Diabetes is a severely debilitating metabolic disorder characterised by chronic hyperglycaemia. Traditional medicinal plants provide an important avenue for the development of novel antidiabetic agents. The antidiabetic potential of the methanol, acetone, and hexane extracts of S. plumosum was assessed using different parameters. These included secondary metabolite quantification, hypoglycaemic, cytotoxic effects, and GLUT4 translocation augmentation on C2C12 cells. The methanol extract contained the highest amount of total phenolic and flavonoid compounds and showed enhanced antioxidant activity. The methanol extracts had the best DPPH scavenging (EC50 = 0.72 mg/ml) and ferric reducing powers (EC50 = 2.31 mg/ml). The hexane extract resulted in the highest glucose uptake activity of 35, 77% with respect to all other treatments after a 6-hour exposure period. Immunocytochemistry technique further revealed that the increased glucose utilisation may be due to increased membrane fused GLUT4 molecules in C2C12 cells. The hexane extract was also shown to upregulate the phosphorylation of p70 S6 kinase and Akt1/2. The study highlights a probable insulin-mimetic activity of the hexane extract via the augmentation of Akt1/2 phosphorylation which is involved in the GLUT4 translocation pathway. Furthermore, the study represents the first report on the cytotoxic effect, GLUT4 translocation, and glucose uptake potential of S. plumosum.

Defatting of acetone leaf extract of Acacia karroo (Hayne) enhances its hypoglycaemic potential.

BACKGROUND: Conventional drugs used to treat diabetes are too expensive, toxic and rarely available to rural communities.
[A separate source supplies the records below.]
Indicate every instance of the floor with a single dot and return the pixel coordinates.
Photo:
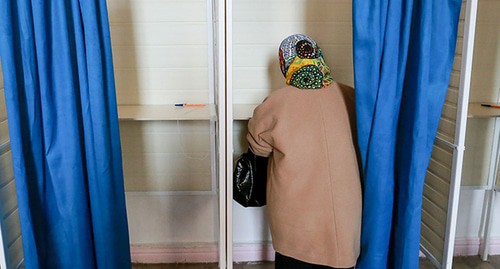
(458, 263)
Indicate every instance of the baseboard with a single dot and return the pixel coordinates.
(199, 254)
(474, 246)
(260, 252)
(466, 247)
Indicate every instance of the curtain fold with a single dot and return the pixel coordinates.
(63, 124)
(403, 55)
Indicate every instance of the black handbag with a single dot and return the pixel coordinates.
(250, 179)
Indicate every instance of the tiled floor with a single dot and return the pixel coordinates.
(458, 263)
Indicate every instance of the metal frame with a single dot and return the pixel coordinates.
(228, 34)
(459, 139)
(463, 103)
(489, 206)
(224, 128)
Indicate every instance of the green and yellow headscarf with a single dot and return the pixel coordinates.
(302, 63)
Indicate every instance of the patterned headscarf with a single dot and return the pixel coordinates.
(302, 63)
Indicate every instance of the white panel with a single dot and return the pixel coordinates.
(293, 10)
(166, 97)
(139, 11)
(160, 51)
(153, 34)
(160, 56)
(441, 187)
(159, 79)
(166, 156)
(488, 11)
(172, 219)
(253, 33)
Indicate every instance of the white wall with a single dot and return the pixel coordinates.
(161, 56)
(485, 88)
(10, 231)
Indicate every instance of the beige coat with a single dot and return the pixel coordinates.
(313, 188)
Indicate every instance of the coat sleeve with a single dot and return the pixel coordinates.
(260, 129)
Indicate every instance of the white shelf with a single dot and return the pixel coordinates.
(478, 111)
(243, 111)
(165, 112)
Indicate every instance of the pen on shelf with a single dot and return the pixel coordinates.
(493, 106)
(190, 104)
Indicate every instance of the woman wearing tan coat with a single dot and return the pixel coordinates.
(313, 187)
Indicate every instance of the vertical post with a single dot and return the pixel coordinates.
(220, 50)
(462, 108)
(229, 128)
(490, 191)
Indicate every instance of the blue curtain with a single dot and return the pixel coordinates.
(60, 95)
(403, 54)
This study was aimed at investigating the phytochemical differences and hypoglycaemic effects (α-amylase enzyme inhibition, glucose uptake, GLUT4 translocation and phosphorylation of MAPKs) of non-defatted and defatted acetone leaf extract of Acacia karroo. METHODS: Qualitative phytochemical analyses of extracts were determined using standard chemical tests and total phenolic contents using the Folin-Ciocalteu reagent method. Presence of antioxidant constituents was determined using DPPH scavenging and ferric reducing power assays. Alpha amylase enzyme inhibitory potential was determined chromogenically and cytotoxicity of the extracts on C2C12 muscle and 3T3-L1 cells using the MTT assay. Glucose uptake by the cells was determined colorimetrically and the most active extract was evaluated for its ability to translocate GLUT4 and MAPKs phosphorylation potential using immunofluorescence microscopy and dot blot analysis, respectively. RESULTS: Phenols, flavonoids, tannins, saponins and cardiac glycosides were detected in both extracts. Defatting of the plant material resulted in low amounts of phenols (0.432 ± 0.014 TAE/mg), DPPH scavenging activity (EC50 0.40 ± 0.012 mg/ml), low toxicity and high ferric reducing power (EC50 1.13 ± 0.017 mg/ml), α-amylase enzyme inhibition (IC50 30.2 ± 3.037 µg/ml) and glucose uptake by both cells. The defatted extract showed an increase in GLUT4 translocation (at 25 µg/ml) with decrease in Akt expression while in combination with insulin showed a decrease in GLUT4 translocation. A finding, that is implicative that the effect of the extract on GLUT4 translocation in C2C12 cells was not Akt dependent. The defatted extract in the absence and presence of insulin show varying phosphorylation levels of CREB, p38, GSK-3 and ERK2 which are important in cell survival and metabolism. CONCLUSION: This study represents the first report on the hypoglycemic potential of A. karroo and presence of compounds that can be exploited in the search for therapeutics with antidiabetic effect.